27 May 2020 | News Roundup

It seems we spoke too soon when we said EU leaders are bailing on green extremism. The EU plans to engage in “economic stimulus of historic proportions—from the EU budget and European Central Bank, as well as from nation-states” by borrowing €500 billion and handing it out to everybody, except they won’t be handing it out to everybody. For instance not those naughty car-makers and airlines. Angela Merkel wants a legacy, and it’s going to be green. Apparently as in grass growing around abandoned factories and the homes of those who once worked there. Of course the car industry only employs about 14 million Europeans, or did until the lockdown, while total EU unemployment is around 60 million. So who cares about cars? We have a recovery to get moving here.

Emmanuel Macron is unsurprisingly even more keen on using the crisis to force the economy into his Brave New Mold than the pseudo-free-market Merkel. And some in German industry, primarily the digital stuff like banking, are on board. So are many in the press; in Foreign Policy Jason Bordoff ends a piece on telling carmakers to go jump in a hearse because “This time around, it seems, Europe’s recovery funds will be used to transform the economy, not reinforce bad habits.” Like having blue-collar jobs and working vehicles. I mean what pundit needs that stuff?

Or politician? Macron is not bothered that his own finance minister has warned that “Renault could disappear” or that Nissan is considering massive layoffs in Europe. Everyone can work for the bureaucracy, right? And Europe is necessarily the centre of world civilization no matter what dumb or arrogant stuff its politicians do. Just ask Louis XIV.

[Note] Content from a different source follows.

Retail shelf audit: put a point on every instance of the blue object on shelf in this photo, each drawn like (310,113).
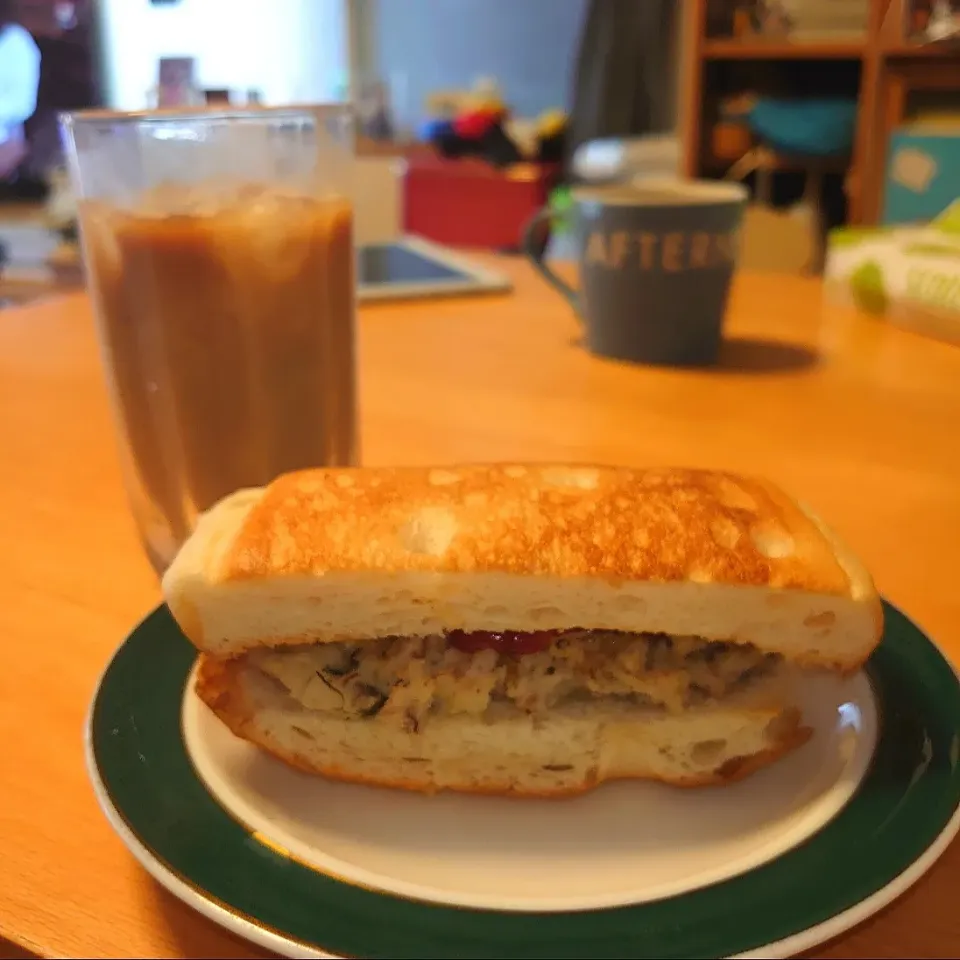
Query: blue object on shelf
(923,174)
(812,128)
(433,129)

Now it seems all is not verloren in Germany. The EU is willing to put some €100 billion into the car industry. But only if it makes cars for politicians not consumers. No more naughty gas or diesel vehicles, especially not the big kind people like and for which Germany was famous. No, it has to be EV and others that do not rely on fossil fuels. As Deutsche Welle gingerly notes at the end, there is the small matter of somehow building millions of charging ports across the continent and hoping they work and don’t use CO2 to build or maintain, let alone power. And “the plan does not touch on the fact that there is still massive debate on how clean small occupancy private vehicles can really be, electric or not.” Well no. Verdict first, trial afterward. It said clean on the label and would politicians or advertisers mislead us?

2 comments on “Auf Wiedersehen, Autos”

  1. It seems that the current Canadian government would like us all to have bureaucratic jobs too, instead of manufacturing, resource extraction and agriculture. Nothing more productive than pushing papers. What a fixed mindset these politicians possess. It is amazing how such unintelligent people are heading our governments.